MUST READ FOR EVERYONE IN A RELATION
We've all heard that you should trust your partner 100%. But truth be
told to err is human, so the only realistic way to have trust is
understanding each other and having communication. Because let's face
it, nobody's perfect and mistakes or simply miscommunications can and
probably will made. No, I'm not saying you are doomed but I am
emphasizing how being dedicated to your relationship is vital. Relationships
have to be constantly evolving and being renovated to stay fresh. So
let's delve into this topic a little deeper with some key points.
1. Get to know each other really well. Learn about each other's biggest dream
and worst nightmares. Most importantly, discuss what your moral beliefs
are. If you're religious, discuss those beliefs now. Talk about how you
two were raised. Learning about each other, your pasts and ideas on
life is very important.
2. Figure out the boundaries.
Talk about what you believe is acceptable and unacceptable behavior in a
relationship. If something makes one of you uncomfortable, discuss that
and figure out a compromise. If your partner disagrees with something
or certain activities make them uncomfortable, ask yourself if it's
worth doing and making them feel that way? Keep in mind if you want to
do 'whatever you want' then a commited relationship probably isn't for
you. It's not about control from either of you, it's about trust and
comfort.
3. Treat him or her as you'd like to be treated.
It's not fair for one person to set boundaries and then not be expected
to keep the same ones. If you make a margin then you need to keep it as
well. It's black and white, there is no gray. Only make limitations you
yourself can do.
2. Communicate, communicate and communicate thoroughly.
This is super important. The more you are open with what you're up to
and what you expect, the less guesswork needs to be done. When there's
room for question or uncertainty that's where distrust can creep in.
It's not weird, it's human. This shouldn't be difficult if you really
love your partner.
3. Don't break boundaries and don't lie.
It's important that you don't do either of these because it will put a
knot in your trust with your partner. Always be upfront and honest. Use
your own conscience, but my saying is if you mess up, fess up! If your
partner questions you about something or is suspicious, don't be mad.
You first need to access- did you do something to lead them to think
something negative? Were you within your boundaries? Did you
communicate? If not, calmly explain the miscommunication. Getting angry
or defensive is one of the number one signs someone has something to
hide, so if you do this you will only aggravate the situation. If you
have made a mistake, then don't lie when you're asked.
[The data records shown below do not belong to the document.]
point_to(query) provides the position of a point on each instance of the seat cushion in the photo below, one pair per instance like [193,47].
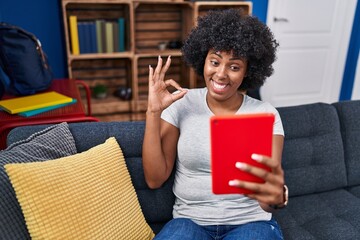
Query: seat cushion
[349,115]
[313,156]
[50,143]
[330,215]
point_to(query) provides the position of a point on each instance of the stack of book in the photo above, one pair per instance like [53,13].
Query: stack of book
[97,36]
[34,104]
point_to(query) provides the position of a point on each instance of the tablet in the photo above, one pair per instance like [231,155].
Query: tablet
[234,139]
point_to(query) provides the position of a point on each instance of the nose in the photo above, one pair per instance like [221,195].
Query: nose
[221,72]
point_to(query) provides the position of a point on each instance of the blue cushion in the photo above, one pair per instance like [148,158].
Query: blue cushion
[349,115]
[313,156]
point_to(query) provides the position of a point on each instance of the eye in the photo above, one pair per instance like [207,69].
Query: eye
[214,63]
[234,68]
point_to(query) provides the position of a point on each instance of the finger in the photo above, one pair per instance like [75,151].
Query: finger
[165,68]
[265,160]
[173,83]
[157,69]
[255,187]
[151,72]
[259,172]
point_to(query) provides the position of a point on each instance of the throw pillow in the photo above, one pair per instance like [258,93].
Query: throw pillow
[85,196]
[53,142]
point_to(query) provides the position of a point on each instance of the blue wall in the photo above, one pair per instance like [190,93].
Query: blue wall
[44,19]
[352,58]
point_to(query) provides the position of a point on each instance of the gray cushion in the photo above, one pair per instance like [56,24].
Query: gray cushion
[349,115]
[330,215]
[50,143]
[313,156]
[156,204]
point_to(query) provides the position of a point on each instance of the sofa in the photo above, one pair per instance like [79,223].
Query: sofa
[321,160]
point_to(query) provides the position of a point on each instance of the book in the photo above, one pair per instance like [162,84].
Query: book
[74,37]
[82,33]
[121,22]
[109,37]
[45,109]
[99,39]
[92,37]
[32,102]
[116,36]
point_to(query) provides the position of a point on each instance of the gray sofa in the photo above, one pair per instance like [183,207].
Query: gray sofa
[321,160]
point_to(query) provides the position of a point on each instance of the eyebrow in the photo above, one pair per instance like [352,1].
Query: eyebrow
[220,56]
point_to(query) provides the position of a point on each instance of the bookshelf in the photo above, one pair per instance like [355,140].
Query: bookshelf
[151,28]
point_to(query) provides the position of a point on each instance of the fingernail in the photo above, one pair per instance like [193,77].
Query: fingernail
[232,183]
[240,165]
[257,157]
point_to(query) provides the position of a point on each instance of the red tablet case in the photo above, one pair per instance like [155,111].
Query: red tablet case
[234,139]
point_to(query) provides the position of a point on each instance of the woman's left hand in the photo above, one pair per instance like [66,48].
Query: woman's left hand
[271,192]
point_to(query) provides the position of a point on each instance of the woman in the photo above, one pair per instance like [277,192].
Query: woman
[234,53]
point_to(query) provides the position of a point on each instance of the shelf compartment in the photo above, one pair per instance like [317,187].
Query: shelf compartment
[113,73]
[157,23]
[91,11]
[201,8]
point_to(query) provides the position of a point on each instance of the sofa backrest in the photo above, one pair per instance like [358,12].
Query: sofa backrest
[313,156]
[156,204]
[349,115]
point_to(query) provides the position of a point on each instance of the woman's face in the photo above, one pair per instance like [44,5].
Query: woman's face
[223,74]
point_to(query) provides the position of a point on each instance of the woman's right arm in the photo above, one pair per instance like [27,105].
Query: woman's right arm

The worst thing
that could happen probably will and that is that if your partner finds
out, your relationship will be in a load of trouble, or maybe even over.
4. What to do if you have broken trust.
So you've done something to breech the trust with your partner, or are
on the receiving end of the issue, it's going to take time for recovery.
The first thing I'm going to tell you is, that when this happens,
especially on a big issue, you are pretty much going back to square 1-
when you first started your relationship. If you can do this then that
is great but for some it's too much, especially in a long term
relationship. In other situations, the trust is never fully regained,
but I think it can be. What you need to do is expect that your partner
is going to be mad for a while. They may also have more ridged
boundaries they expect of you than before. If you want your relationship
back, it may take a year or more of you communicating excessively with
him or her and respecting all boundaries. You must once again prove your
love. If the relationship is worth it to you then go for it. In the
end, forgiveness and moving forward is necessary. If that doesn't come
with time then there is a problem.
Well, I wish you all well in
love and life. I hope these ideas can help any who have had issues with
this, or who wish to prevent this kind from arising. Just remember to
keep the communication open and flowing so you are always both
comfortable with one another. Of course you won't always agree, but it's
better to agree to disagree than to have things hidden.